This webinar, presented by the Cholestatic and Biliary Diseases SIG, will focus on the complex topic of Surrogate Endpoints in PSC. The webinar will discuss the Natural History of PSC and the resulting difficulty in identifying relevant endpoints for prognostication and for use in clinical trials. Promising candidate endpoints will be specifically addressed based on the latest clinical research.
Christopher Bowlus MD, FAASLD
Dr. Christopher Bowlus obtained his medical degree at St. Louis University and completed his postgraduate training at University of California Davis and Yale University. Dr. Bowlus is Professor of Medicine and Chief of the Division of Gastroenterology and Hepatology at UC Davis.
Dr. Bowlus conducts clinical and translational research in autoimmune liver diseases including primary biliary cholangitis and primary sclerosing cholangitis.
Cyriel Ponsioen, MD PhD
Dr. Cyriel Ponsioen works as senior staff member at the Department of Gastroenterology & Hepatology at the AMC. The focus of his clinical as well as research activities lies in inflammatory bowel disease (IBD) and primary sclerosing cholangitis (PSC). The former mainly focuses on microbiota research in IBD.
As for PSC, he has built up a research line in epidemiology, disease course, and biomarkers, and he leads a research line looking into the relationship between the gut and the biliary tree. Within the international PSC Study Group he is currently co-chair of the Working Group on Natural History and Biomarkers.
John Eaton MD
Dr. John Eaton is a transplant hepatologist with a clinical and research focus on cholestatic liver diseases with an emphasis on primary sclerosing cholangitis (PSC) and related comorbid conditions. His clinical practice involves seeing a large volume of patients with PSC and PSC complicated by cholangiocarcinoma.

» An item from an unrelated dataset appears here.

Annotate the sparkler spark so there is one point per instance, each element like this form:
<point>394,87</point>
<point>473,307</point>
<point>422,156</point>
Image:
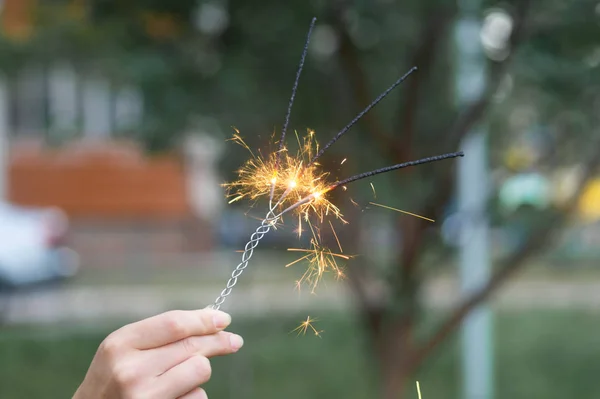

Dr. Eaton’s research focus is the conduction of clinical trials and the discovery of novel biomarkers (including magnetic resonance imaging technologies) that can predict disease outcomes.
David Assis, MD
Dr. David Assis is an assistant professor of medicine in the section of Digestive Diseases at Yale University School of Medicine. His research focuses on autoimmune liver diseases including autoimmune hepatitis and primary sclerosing cholangitis, using animal models and translational approaches including early drug development for autoimmune and cholestatic liver diseases.
Dr. Assis is a steering committee member of the North American Consortium for Autoimmune Liver Diseases, and is also currently serving as secretary for the Cholestatic and Biliary Diseases SIG of the AASLD.